My initial intent was simply to try to get a grouping of the supposed shooting teams, but if we must jump ahead to physical evidence of other shooters there is this
Among the files released by the Assassination Records Review Board (ARRB) was an FBI evidence envelope (FBI Field Office Dallas 89-43-1A-122). Although the envelope was empty, the cover indicated it had contained a 7.65 mm rifle shell that had been found in Dealey Plaza after the shooting. The envelope is dated December 2,1963.
Other documents released by the ARRB discuss a Johnson semi-automatic 30.06 rifle that was apparently found in Dealey Plaza soon after the shooting. The documents strongly link this rifle to two men who have long been suspected of being involved in the assassination plot, Loran Hall and Jerry Patrick Hemming. This rifle was used in CIA-connected anti-Castro raids in Cuba. Loran Hall and an unidentified Hispanic man took the weapon about a week before the assassination. Hall?s associate, Jerry Hemming, is known to have been in Dallas on the day of the shooting, and Hall himself told Hathcock, the CA owner of the rifle, five days prior to the assassination that he had to catch a flight to Dallas (HSCA 180-10107-10440).
In 1975 a maintenance man named Morgan, while working on the roof of the County Records Building in Dealey Plaza, found a 30.06 shell casing lying under a lip of roofing tar at the base of the roof?s parapet on the side facing the plaza, according to his son, Dean Morgan. The shell casing is dated 1953 and marks on it indicate it was made at the Twin Cities Arsenal. One side of the casing has been pitted by exposure to the weather, suggesting that it was exposed on the roof for some time. The casing, which is still in Morgan?s possession, has an odd crimp around its neck (Marrs 317; Roberts 80-81).
A bullet apparently struck the south Main Street curb in Dealey Plaza during the shooting. It landed about 25 feet from James Tague (who was cut on the face by a concrete fragment), who was standing next to the triple underpass. The bullet made a visible scar in the curb, and the mark was immediately recognized by those who saw it as a fresh bullet mark.
Dallas policeman J. W. Foster, who was positioned on top of the triple underpass, saw a bullet strike the grass on the south side of Elm Street near a manhole cover, about 350 feet from the TSBD. He reported this to a superior officer and was instructed to guard the area (Shaw and Harris 72-75; Marrs 315).

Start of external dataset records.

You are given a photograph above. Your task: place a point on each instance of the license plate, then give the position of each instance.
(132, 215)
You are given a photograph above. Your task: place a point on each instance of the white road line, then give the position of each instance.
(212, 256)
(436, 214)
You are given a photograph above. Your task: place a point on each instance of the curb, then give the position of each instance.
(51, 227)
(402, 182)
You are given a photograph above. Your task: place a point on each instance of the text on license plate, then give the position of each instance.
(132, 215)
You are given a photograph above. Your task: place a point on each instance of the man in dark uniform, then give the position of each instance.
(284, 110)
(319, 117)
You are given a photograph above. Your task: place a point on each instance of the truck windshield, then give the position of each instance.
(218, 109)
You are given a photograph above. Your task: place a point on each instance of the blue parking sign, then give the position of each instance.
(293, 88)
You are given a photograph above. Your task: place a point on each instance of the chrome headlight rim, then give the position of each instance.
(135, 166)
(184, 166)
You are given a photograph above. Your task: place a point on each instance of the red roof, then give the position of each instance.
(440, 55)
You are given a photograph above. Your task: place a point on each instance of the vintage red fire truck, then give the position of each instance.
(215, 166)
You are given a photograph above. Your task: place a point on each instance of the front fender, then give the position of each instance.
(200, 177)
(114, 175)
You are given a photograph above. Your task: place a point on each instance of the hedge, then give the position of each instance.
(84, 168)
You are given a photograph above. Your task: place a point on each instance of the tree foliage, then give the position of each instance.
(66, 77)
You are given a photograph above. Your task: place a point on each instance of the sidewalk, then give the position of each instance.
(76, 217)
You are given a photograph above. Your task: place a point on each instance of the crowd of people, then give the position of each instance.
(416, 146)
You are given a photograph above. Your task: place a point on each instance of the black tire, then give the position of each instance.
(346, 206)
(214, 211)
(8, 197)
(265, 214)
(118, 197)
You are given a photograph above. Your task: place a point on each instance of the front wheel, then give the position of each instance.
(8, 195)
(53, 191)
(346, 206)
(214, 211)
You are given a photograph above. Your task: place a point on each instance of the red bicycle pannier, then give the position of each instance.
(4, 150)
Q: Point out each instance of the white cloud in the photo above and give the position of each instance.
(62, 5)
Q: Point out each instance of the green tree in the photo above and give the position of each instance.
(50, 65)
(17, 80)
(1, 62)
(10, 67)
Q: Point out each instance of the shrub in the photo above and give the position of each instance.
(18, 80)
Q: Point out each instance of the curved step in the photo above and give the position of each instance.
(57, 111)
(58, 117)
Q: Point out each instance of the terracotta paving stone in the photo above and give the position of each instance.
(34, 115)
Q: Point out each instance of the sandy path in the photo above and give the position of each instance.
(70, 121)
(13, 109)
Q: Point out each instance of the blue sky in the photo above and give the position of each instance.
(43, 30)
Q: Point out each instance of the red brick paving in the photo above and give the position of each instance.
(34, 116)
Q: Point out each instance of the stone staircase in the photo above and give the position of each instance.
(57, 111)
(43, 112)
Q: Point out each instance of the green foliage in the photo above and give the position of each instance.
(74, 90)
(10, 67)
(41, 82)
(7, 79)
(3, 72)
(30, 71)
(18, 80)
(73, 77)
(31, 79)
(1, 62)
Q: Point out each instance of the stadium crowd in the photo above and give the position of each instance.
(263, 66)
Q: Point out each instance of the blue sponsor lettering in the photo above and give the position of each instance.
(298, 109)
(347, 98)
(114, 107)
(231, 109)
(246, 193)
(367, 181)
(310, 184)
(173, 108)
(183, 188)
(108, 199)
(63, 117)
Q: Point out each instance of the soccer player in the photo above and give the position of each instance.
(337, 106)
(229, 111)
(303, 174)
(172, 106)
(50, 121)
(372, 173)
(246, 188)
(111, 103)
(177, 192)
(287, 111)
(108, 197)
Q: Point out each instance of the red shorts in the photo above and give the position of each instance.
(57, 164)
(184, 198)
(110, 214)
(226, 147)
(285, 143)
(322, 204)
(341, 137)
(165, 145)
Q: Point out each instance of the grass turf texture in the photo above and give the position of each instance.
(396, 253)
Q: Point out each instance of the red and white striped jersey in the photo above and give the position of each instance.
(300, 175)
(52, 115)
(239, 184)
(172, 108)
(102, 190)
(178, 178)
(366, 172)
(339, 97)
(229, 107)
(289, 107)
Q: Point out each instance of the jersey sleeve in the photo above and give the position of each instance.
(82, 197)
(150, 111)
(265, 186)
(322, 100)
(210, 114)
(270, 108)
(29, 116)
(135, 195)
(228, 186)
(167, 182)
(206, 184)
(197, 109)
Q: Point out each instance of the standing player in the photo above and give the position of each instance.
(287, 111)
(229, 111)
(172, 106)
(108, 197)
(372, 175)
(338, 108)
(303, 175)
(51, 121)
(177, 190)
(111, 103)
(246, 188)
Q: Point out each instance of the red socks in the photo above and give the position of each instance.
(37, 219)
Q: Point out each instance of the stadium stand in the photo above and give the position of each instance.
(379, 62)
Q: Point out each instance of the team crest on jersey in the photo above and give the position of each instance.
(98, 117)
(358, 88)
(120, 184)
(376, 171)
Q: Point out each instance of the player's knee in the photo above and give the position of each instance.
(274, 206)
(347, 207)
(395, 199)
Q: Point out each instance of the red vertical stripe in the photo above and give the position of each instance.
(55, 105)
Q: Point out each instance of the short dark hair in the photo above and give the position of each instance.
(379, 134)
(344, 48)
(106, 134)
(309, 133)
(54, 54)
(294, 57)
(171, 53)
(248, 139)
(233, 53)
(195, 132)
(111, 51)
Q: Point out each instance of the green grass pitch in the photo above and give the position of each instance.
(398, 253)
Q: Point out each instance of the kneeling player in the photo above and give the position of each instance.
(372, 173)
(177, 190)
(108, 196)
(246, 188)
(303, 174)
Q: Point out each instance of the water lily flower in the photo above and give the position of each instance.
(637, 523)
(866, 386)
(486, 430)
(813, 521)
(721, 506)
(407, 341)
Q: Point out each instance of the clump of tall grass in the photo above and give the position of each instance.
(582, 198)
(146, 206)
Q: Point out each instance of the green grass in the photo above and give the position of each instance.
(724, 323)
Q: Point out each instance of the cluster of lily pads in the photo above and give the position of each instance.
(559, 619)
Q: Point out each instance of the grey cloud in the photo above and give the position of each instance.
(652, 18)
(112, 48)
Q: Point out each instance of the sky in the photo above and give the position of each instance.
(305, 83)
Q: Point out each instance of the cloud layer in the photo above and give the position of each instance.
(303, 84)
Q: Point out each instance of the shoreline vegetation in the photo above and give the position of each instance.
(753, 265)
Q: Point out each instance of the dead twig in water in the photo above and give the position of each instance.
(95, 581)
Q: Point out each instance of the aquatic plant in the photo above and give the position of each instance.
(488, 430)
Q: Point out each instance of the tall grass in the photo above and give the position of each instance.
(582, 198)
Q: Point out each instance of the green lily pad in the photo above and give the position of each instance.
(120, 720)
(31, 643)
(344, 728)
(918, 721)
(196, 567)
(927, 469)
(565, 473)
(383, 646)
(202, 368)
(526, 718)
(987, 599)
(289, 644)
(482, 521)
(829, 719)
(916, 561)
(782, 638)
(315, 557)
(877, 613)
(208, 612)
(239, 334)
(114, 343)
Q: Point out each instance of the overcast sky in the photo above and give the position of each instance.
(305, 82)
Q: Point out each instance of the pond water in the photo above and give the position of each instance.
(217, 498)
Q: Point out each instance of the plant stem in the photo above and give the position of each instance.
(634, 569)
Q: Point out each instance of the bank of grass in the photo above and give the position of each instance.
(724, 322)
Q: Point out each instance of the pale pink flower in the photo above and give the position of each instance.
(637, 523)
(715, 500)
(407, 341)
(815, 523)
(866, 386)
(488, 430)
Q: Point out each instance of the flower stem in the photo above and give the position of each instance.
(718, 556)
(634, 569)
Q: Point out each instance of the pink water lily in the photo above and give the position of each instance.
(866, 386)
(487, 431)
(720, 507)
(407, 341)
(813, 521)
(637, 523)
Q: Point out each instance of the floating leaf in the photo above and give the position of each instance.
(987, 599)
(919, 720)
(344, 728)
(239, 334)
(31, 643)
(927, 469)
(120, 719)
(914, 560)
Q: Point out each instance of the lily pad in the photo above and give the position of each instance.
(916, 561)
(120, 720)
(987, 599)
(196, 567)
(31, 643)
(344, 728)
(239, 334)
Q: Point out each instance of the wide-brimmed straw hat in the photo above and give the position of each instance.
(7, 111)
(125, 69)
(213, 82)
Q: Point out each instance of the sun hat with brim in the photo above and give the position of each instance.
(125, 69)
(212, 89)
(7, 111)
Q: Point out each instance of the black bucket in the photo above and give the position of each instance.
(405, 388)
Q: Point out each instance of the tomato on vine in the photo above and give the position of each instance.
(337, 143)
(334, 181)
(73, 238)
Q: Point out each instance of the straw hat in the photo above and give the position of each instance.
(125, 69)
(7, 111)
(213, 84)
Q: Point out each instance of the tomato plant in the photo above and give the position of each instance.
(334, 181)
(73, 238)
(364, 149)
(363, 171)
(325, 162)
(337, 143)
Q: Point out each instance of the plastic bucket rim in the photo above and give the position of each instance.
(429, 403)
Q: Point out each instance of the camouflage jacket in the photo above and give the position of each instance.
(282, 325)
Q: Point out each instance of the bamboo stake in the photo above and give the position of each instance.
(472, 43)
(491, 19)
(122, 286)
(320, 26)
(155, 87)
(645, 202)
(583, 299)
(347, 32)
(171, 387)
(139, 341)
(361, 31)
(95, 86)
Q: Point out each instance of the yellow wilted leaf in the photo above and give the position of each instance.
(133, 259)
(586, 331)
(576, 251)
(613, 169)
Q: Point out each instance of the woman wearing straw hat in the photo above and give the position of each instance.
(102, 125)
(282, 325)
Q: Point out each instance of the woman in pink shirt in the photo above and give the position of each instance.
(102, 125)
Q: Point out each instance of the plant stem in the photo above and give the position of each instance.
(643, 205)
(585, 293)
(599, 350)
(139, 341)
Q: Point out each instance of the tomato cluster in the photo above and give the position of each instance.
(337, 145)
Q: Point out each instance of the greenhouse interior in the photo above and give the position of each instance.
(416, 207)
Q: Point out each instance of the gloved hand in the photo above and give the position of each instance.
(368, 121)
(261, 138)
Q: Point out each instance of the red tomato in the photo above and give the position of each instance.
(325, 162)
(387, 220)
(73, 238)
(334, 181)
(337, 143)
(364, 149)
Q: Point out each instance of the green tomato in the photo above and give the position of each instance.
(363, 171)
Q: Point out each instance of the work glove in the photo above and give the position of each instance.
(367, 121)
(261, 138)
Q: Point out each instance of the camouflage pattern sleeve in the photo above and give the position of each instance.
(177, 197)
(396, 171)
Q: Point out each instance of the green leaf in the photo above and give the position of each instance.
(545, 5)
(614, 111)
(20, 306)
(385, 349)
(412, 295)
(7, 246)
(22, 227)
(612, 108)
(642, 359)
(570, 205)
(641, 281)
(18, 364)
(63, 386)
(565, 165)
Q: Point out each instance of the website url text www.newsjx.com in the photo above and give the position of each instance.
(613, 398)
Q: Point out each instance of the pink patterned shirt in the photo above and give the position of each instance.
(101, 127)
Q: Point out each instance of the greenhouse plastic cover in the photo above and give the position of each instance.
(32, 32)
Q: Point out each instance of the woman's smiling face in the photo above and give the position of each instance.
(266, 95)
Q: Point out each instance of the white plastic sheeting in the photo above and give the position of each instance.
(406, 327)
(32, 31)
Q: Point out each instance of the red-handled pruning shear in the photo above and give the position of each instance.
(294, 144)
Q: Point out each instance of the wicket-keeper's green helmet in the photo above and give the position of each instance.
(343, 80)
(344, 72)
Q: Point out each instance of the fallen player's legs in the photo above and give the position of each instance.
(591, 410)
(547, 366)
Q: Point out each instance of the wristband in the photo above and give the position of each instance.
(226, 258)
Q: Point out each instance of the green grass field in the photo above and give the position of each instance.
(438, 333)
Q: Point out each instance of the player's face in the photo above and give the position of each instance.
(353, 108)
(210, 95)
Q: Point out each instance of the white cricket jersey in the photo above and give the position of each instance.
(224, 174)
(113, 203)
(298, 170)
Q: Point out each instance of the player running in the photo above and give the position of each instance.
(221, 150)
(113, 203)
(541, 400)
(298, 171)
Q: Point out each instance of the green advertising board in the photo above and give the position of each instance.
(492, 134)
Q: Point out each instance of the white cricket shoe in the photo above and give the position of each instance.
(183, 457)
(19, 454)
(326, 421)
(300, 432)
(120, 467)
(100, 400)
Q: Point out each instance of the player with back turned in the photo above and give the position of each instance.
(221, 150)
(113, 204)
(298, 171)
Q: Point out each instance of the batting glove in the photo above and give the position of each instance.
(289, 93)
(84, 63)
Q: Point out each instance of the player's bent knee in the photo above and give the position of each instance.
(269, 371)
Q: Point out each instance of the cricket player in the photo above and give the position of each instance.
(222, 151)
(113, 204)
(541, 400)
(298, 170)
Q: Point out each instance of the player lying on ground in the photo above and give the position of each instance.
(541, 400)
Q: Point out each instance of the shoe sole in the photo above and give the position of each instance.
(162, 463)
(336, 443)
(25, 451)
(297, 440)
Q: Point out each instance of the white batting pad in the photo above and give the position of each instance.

An unidentified blond-haired man in a suit was photographed bending down, reaching out his left hand toward the dug-out point on the ground as if to pick up something, standing back up, apparently holding a small object in his hand, and then putting his hand in his pocket (Shaw and Harris 73-74). The hole made by the bullet was even photographed, and the picture appeared in the Fort Worth Star-Telegram on 11/23/63. Contemporary press accounts reported that a bullet was retrieved from the dug-out hole in the grass near the manhole cover (Fort Worth Star-Telegram and Dallas Times Herald).
In the photos taken of this event, one can see Officer Foster and a civilian-clothed Deputy Sheriff Buddy Walthers standing over the spot where the bullet landed, along with the unidentified man in the suit. Dallas police chief Jesse Curry believed the man was an FBI agent. The identity of the blond-haired man is unknown, the recovered bullet was never entered into evidence, and its present whereabouts are not known.
Officer Foster also reported that a bullet struck the concrete part of the above-mentioned manhole cover (near where the bullet struck the grass). About two and a half hours after the shooting, Dealey Plaza witness John Martin came across the mark on the manhole cover concrete (Trask 573). Researchers have noted that the photo of the mark indicates it did NOT come from the TSBD, but that it does line up with the County Records Building (where a 30.06 rifle shell casing was years later found on the roof).